Small businesses are key to reigniting American economic engines

16 years ago
ImageBy U.S. Sen. Olympia J. Snowe
(R-Maine)

    The backbone of the American economy is breaking. Small businesses create 70 percent of net new jobs, represent 99.7 percent of all employer jobs, and will clearly play a vital role in lifting the American economy out of this recession. Yet with the current financial crisis choking off economic growth, these firms are being denied access to critical capital to further bolster their business and spur job growth.     To try to unlock frozen credit markets and give hope to these job generators, I travelled to the White House from Capitol Hill last week to meet with President Obama, congressional lawmakers, and American business owners to discuss a plan to help small business weather these difficult economic times. As the Ranking Member of the Senate Small Business and Entrepreneurship Committee, I am pleased that President Obama has made helping small businesses a priority in his economic recovery plan.
    Within the recently enacted American Reinvestment and Recovery Act, I championed and fought to secure several small business lending provisions. The provisions include: temporarily reducing or eliminating various lender and borrower fees, to bolster funding for the Small Business Administration’s (SBA) microloan program; and allowing Small Business Investment Companies to steer more dollars to start-up small businesses. Last week, President Obama announced that these provisions, which aim to thaw the frozen credit market by increasing guarantees and reducing fees, will take immediate effect.
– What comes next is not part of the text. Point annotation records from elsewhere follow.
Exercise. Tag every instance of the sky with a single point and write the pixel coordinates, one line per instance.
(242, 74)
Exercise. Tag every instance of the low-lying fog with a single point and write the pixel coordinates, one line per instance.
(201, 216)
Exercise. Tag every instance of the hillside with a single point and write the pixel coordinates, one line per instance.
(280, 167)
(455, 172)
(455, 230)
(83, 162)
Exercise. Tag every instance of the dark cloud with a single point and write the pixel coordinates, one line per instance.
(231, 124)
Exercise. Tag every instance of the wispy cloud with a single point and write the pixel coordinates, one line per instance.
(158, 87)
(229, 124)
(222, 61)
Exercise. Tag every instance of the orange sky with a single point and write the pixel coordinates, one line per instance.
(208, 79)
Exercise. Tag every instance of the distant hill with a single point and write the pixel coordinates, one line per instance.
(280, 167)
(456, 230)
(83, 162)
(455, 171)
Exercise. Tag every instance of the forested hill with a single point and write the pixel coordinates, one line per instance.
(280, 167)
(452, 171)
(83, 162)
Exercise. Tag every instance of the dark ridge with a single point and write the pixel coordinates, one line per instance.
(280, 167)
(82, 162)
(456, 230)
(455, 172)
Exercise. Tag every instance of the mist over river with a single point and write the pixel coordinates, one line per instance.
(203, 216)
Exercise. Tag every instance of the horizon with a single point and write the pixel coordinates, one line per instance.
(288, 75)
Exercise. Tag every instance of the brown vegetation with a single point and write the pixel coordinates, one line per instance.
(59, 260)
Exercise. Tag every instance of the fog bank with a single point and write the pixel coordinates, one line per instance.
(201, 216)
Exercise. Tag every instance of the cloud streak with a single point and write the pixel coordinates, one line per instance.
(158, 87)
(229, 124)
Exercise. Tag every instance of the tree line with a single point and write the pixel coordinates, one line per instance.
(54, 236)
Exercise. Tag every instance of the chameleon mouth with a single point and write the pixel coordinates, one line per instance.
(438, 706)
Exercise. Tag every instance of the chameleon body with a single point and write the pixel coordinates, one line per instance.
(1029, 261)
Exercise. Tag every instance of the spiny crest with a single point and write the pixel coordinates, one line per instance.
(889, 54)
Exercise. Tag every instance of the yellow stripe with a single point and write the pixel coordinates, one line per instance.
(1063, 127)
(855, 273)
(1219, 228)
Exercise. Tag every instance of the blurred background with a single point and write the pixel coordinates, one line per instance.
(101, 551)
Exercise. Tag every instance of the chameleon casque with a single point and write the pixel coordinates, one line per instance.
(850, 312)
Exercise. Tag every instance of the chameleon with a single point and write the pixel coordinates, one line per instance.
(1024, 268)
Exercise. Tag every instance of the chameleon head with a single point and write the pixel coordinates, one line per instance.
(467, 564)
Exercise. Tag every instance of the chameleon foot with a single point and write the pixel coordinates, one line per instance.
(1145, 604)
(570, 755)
The immediate implementation of these critical provisions to will provide fee relief to borrowers and lenders in the SBA’s 7(a) and 504 loan programs, as well as an increased guarantee rate for 7(a) loans, comes not a moment too soon.
    President Obama also announced that the Treasury Department will begin to use TARP funds to purchase pools of SBA loans from brokers and dealers to help boost bank liquidity. I have avidly expressed my support for this concept as it will provide liquidity into secondary markets and generate additional financing dollars for small businesses nationwide.
    The White House Small Business summit gave me a chance to praise for President Obama’s selection of fellow Mainer Karen Mills as Small Business Administrator. In December, I was proud to formally recommend to the incoming Administration that Ms. Mills be selected for this critical position. I have worked with Karen over the years and she is an exceptionally capable individual who always has the interests of our nation’s small businesses in mind. She has a tremendous background in venture capital and lending, which will prove beneficial during these times in which small enterprises require every tool at their disposal to create new jobs.
    I also took the time to reiterate my proposal to re-elevate the SBA Administrator to Cabinet-level status, as it was in the Clinton Administration. In conversations with President Obama, I urged him to restore the SBA’s status in order to realize its maximum positive impact on America’s 27 million small businesses, which create three quarters of net new jobs annually. I first recommended the re-elevation of the status of the SBA in a letter to Obama Administration in early December. Since its creation in 1953, the SBA’s programs have been providing small business financing, entrepreneurial development, and business counseling programs, while strengthening the Agency’s lender oversight authority. Yet despite these critical programs, our nation’s small businesses have endured eight consecutive years of inadequate budgets for the SBA, a 27 percent decrease since 2001, the largest decrease of any Federal Agency. As small businesses are responsible for half of all private sector jobs and created about 70 percent of all new jobs in the past decade, the SBA certainly deserves a seat at the table and the authority and funding necessary to help put America back on the road to economic growth.
    Our present economic calamity threatens to shutter storefronts all across Main Street America – the very last thing we need at this critical juncture. At a time when small businesses should be turning to the safety of government-backed lending, SBA loan volume is in an absolute freefall. The unimpeded flow of credit is the lifeblood of our economy, but as small business credit markets remain frozen, our nation’s enterprises continue to lack the capital they require to maintain and expand their operations. By working together and listening to the needs of small business owners, I am certain that we can advance these aggressive policies that will thaw frozen credit markets, reduce lending fees for smaller firms and increase bank liquidity to ensure small firms can have continued access to credit. These steps will work to shore up America’s economic backbone; helping small businesses innovate and flourish and put us back on the path to prosperity.